The delayed profitability of software and technology companies is commonplace.  The reason for this is that, at least to my thinking, any technology type worth their salt will continue to push the technology once they have their first version marked to market.  If you’re resting on your laurels then you’re no longer in the software technology business, you’re in the retail business and might as well be selling candy bars or any other consumer product.  What you’re not doing is being engaged in providing a solution that is essential to the target domain.  Practically what this means is that, in garnering value, net profitability is not necessary the measure of success, especially in the first years.

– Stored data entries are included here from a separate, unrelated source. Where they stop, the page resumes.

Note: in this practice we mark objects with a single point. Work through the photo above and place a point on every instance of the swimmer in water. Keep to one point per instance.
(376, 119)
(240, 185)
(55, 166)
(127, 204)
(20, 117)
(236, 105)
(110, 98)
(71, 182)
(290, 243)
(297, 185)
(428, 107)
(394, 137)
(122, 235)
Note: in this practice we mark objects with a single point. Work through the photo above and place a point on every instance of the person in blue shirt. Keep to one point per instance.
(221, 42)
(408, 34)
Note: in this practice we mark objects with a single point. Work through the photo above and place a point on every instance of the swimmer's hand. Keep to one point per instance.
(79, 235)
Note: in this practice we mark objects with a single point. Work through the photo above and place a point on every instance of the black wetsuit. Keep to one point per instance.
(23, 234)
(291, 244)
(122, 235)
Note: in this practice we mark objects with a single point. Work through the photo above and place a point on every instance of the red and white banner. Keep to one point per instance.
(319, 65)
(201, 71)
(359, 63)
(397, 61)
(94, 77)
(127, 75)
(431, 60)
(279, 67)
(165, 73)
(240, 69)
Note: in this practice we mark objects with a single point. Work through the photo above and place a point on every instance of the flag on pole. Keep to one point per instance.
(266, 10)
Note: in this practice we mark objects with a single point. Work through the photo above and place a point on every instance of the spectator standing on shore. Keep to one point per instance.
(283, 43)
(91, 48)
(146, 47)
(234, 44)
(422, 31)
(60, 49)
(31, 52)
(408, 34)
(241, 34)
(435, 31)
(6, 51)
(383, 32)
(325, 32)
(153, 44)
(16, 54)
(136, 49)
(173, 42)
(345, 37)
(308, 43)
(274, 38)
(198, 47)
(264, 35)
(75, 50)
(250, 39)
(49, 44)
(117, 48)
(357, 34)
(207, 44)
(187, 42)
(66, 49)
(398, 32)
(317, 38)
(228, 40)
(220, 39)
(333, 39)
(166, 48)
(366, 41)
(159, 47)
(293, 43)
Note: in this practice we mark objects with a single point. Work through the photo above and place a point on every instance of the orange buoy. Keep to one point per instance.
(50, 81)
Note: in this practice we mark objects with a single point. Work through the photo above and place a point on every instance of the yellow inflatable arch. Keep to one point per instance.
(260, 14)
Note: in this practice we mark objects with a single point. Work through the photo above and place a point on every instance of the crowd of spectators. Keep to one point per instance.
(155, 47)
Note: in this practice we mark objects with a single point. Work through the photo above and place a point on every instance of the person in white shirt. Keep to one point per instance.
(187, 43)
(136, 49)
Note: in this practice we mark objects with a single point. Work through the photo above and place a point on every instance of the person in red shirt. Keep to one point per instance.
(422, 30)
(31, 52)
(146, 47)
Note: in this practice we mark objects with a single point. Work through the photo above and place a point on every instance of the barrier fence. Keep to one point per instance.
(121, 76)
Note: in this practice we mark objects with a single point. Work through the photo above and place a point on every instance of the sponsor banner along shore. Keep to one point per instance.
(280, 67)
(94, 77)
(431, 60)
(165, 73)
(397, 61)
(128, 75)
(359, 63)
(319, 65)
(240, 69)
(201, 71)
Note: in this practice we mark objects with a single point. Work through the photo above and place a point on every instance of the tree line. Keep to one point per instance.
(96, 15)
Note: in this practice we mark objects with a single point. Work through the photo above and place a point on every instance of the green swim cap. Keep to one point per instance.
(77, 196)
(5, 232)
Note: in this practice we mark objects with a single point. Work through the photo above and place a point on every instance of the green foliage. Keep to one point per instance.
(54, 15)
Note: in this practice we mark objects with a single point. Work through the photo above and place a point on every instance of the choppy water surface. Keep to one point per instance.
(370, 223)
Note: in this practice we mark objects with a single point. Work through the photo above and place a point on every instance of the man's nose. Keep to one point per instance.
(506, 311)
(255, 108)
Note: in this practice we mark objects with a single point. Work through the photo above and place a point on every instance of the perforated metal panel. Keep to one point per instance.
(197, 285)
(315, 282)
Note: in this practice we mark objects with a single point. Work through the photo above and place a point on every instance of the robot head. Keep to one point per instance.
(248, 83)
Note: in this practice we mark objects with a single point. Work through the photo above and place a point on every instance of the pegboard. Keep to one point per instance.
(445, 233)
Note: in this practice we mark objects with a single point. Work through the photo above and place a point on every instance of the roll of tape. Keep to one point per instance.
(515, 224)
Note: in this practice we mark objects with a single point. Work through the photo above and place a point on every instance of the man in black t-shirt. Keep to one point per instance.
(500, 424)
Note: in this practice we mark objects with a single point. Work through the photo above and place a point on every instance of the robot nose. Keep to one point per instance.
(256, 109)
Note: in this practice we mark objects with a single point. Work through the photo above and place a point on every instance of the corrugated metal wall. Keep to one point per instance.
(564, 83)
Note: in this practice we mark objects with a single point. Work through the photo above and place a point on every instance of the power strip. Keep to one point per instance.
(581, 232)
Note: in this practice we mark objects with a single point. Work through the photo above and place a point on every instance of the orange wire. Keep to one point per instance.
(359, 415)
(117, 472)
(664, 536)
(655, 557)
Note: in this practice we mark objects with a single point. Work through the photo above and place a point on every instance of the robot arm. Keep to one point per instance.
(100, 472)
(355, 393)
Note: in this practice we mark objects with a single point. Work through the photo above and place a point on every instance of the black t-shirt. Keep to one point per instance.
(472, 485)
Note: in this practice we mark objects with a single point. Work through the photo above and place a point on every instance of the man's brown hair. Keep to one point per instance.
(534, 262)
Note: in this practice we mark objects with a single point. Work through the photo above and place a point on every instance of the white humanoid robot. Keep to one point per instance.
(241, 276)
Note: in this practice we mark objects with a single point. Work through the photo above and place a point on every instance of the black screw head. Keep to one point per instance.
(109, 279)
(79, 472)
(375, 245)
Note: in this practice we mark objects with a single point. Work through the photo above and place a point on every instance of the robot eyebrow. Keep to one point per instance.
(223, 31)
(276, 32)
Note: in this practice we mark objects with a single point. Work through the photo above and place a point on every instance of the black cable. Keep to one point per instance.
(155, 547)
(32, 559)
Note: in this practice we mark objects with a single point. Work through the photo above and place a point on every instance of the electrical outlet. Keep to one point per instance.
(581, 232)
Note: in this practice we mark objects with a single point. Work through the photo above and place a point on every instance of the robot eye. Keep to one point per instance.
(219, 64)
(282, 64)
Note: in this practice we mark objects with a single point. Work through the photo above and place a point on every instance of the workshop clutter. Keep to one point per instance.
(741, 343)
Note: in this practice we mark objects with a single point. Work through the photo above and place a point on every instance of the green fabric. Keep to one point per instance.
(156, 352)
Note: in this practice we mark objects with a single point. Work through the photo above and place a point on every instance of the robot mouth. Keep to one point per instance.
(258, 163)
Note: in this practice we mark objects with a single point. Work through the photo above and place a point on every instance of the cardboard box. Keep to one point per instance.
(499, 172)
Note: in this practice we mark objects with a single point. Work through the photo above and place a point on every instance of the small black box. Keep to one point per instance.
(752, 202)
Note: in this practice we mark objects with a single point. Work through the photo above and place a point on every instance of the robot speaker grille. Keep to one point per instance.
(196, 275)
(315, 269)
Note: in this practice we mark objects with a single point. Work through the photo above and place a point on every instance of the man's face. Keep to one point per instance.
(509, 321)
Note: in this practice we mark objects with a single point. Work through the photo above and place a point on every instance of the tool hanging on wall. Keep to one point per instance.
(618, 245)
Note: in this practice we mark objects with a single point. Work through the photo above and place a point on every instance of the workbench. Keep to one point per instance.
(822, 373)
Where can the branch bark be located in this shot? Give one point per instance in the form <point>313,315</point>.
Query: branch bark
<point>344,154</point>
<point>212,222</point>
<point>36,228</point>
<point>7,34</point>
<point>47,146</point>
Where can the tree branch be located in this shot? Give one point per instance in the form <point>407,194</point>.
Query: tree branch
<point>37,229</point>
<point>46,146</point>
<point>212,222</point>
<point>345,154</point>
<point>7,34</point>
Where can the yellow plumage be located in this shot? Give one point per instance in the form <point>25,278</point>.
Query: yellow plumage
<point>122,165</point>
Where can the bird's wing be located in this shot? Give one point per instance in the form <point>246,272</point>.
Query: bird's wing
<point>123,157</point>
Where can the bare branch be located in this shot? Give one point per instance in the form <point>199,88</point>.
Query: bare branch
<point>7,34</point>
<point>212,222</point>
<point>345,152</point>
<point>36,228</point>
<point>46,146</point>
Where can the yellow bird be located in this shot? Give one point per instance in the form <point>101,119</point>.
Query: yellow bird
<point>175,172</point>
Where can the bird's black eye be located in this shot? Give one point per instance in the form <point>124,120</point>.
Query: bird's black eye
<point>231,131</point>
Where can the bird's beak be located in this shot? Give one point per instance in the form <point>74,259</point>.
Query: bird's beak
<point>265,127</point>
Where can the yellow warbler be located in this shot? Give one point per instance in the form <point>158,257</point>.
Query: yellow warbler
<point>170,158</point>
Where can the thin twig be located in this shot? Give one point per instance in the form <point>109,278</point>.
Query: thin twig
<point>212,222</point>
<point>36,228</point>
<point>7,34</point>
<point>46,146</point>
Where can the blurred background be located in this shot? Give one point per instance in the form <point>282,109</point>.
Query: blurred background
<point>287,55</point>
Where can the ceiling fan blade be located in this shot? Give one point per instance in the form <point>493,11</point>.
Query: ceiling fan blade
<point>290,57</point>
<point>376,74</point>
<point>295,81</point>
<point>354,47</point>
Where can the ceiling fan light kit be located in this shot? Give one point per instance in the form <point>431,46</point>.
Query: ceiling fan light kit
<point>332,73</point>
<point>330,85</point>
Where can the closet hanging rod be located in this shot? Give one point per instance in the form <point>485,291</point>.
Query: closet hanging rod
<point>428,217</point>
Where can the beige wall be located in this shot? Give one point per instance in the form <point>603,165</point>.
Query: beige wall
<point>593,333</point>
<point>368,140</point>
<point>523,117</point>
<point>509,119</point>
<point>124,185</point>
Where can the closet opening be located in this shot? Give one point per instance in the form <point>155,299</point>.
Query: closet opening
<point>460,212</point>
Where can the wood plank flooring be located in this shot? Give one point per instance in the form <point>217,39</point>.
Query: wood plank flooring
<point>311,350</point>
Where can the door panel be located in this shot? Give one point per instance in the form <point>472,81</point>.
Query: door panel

For example, such market leaders such as Box, Workday, and Salesforce have gone years without a net profit, though revenues and market share are significant.  Facebook did not turn a profit for five yearsAmazon took six years, and even those figures were questionable.  The competing need for any executive running a company is between value (the intrinsic value of IP, existing customer base, and potential customer base), and profit.  The job of the CEO is not just to stockholders, yet the article in its lede clearly is biased in that way.  The fiduciary and legal responsibility of the CEO is to the customers, the employees, the entity, and the stockholders–and not necessarily in that order.  This is thus a natural conflict in balancing these competing interests.

Overall, if one ignores the contributions of the reporter, the case of Google X is a fascinating one for its expectations and handling or risk in R&D-focused project management.  It takes value where it can and cuts its losses through incentives to find risk that can’t be handled.  An investor that lives in the real world should find this reassuring.  Perhaps these lessons on incentives can be applied elsewhere.